Nel frattempo, è già disponibile on demand Songbird, thriller romantico sul tema del Coronavius, girato quest'estate a Los Angeles, in soli 17 giorni e prodotto da Michael Bay. Lo firma Adam Mason, che ambienta la vicenda in una Los Angeles desolata, anno di grazia 2024. Di disgrazia, piuttosto, perché la città è divisa in «zone Q», l'esercito controlla tutto e tutti e il povero Nico, di mestiere rider (Kj Apa), sfida le restrizioni per andare a trovare la sua bella (Sofia Carson): alcuni indossano il braccialetto d'immunità e gli altri affrontano l'apocalisse, tra le app di sorveglianza. E compare anche Demi Moore, al mercato nero dei braccialetti. Un film di 89 minuti, pieno di sangue e violenza, accusato di fare cassa col Covid-23, virus qui protagonista e forse prossimo venturo, poiché vari immunologi affermano che non ci libereremo mai della pandemia.

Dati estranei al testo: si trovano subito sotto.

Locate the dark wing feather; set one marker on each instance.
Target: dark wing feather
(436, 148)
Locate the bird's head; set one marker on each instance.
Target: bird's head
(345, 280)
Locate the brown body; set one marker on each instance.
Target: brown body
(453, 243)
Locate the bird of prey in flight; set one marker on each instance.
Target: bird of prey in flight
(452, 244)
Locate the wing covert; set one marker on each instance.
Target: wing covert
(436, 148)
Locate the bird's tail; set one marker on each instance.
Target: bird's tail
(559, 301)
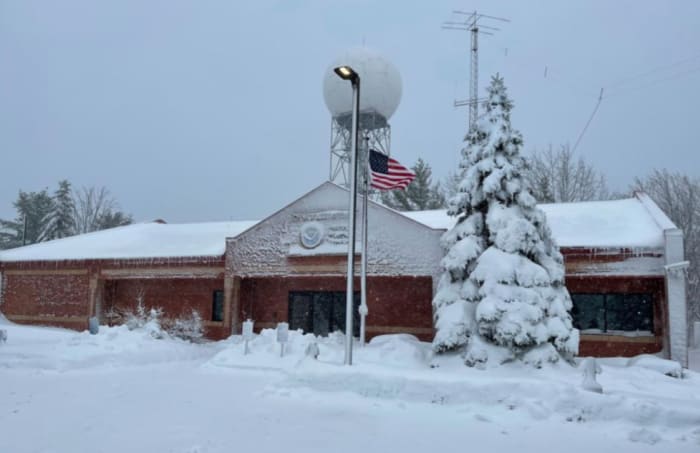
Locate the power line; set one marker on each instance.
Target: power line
(588, 123)
(626, 80)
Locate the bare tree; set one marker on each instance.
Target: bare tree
(679, 197)
(558, 177)
(96, 209)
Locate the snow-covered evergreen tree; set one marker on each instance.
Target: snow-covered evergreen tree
(59, 222)
(502, 295)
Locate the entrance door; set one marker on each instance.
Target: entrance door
(321, 312)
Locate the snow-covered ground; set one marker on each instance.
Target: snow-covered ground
(123, 391)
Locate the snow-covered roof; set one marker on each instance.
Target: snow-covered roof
(141, 240)
(633, 223)
(599, 224)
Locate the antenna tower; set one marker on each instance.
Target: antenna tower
(473, 24)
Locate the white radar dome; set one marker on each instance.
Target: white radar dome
(380, 84)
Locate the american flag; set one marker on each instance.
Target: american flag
(387, 173)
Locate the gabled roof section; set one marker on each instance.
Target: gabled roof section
(333, 190)
(136, 241)
(627, 223)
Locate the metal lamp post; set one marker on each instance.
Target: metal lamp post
(347, 73)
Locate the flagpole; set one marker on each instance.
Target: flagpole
(363, 263)
(347, 73)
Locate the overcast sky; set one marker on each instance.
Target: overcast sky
(213, 110)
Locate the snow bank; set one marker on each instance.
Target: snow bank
(141, 240)
(47, 348)
(639, 398)
(639, 402)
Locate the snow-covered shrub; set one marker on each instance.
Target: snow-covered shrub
(502, 295)
(188, 328)
(148, 320)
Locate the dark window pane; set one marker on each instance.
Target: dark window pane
(217, 306)
(630, 312)
(618, 316)
(338, 322)
(588, 311)
(323, 305)
(321, 312)
(300, 311)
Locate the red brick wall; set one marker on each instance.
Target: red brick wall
(177, 297)
(396, 304)
(59, 300)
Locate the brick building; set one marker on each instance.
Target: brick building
(623, 260)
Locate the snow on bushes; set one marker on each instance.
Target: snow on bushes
(502, 295)
(188, 327)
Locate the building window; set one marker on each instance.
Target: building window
(217, 306)
(321, 312)
(600, 313)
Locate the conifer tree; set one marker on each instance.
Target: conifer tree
(32, 210)
(59, 222)
(502, 295)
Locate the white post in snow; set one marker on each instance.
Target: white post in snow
(676, 298)
(363, 265)
(590, 370)
(347, 73)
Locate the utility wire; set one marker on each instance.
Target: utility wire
(585, 128)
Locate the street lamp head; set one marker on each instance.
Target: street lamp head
(346, 73)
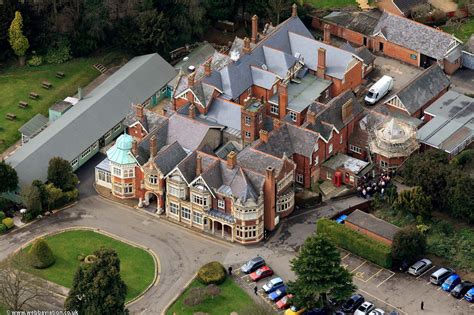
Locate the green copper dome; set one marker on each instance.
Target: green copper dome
(120, 153)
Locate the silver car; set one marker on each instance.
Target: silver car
(420, 266)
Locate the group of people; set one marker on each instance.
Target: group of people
(369, 186)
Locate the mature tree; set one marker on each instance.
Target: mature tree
(18, 289)
(97, 287)
(17, 40)
(8, 178)
(60, 174)
(408, 244)
(32, 201)
(319, 274)
(414, 201)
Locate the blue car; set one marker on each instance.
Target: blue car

Profitti a parte, il problema c'è e resta soltanto da capire chi vorrà vedere film del genere, data la contingenza. Gli italiani non sono da meno, quanto a cavalcare la tigre Covid e così il Premio Strega Niccolò Ammaniti ha trasformato Anna (Einaudi, 2015), uno dei suoi romanzi di maggior successo, in una serie tv per Sky Atlantic. Nei sei episodi, interpretati da Giulia Dragotto, Alessandro Pecorella, Clara Tramontani e Roberta Mattei (esordienti totali) e girati da Ammaniti stesso, protagonista è una bambina sopravvissuta a una pandemia che colpisce gli adulti. In un mondo post-apocalittico, che fa a meno degli abbracci e delle normali manifestazioni di affetto, proprio come avviene ora, la piccola cercherà di sopravvivere cambiando le proprie abitudini. Gli adulti restano ai margini, isolati o raccolti in comunità di derelitti. Sullo sfondo, una natura ormai padrona di borghi e città, come sta parzialmente capitando da mesi, tra delfini che nuotano nei porti e lupi per le strade. In un'atmosfera rarefatta, tra campi arsi e boschi misteriosi, ci sono i grandi, malati, i bambini, sani e gli animali. Perché alla pubertà un virus nascosto nel Dna si risveglia e gli esseri umani vivono 14 anni, come i cani.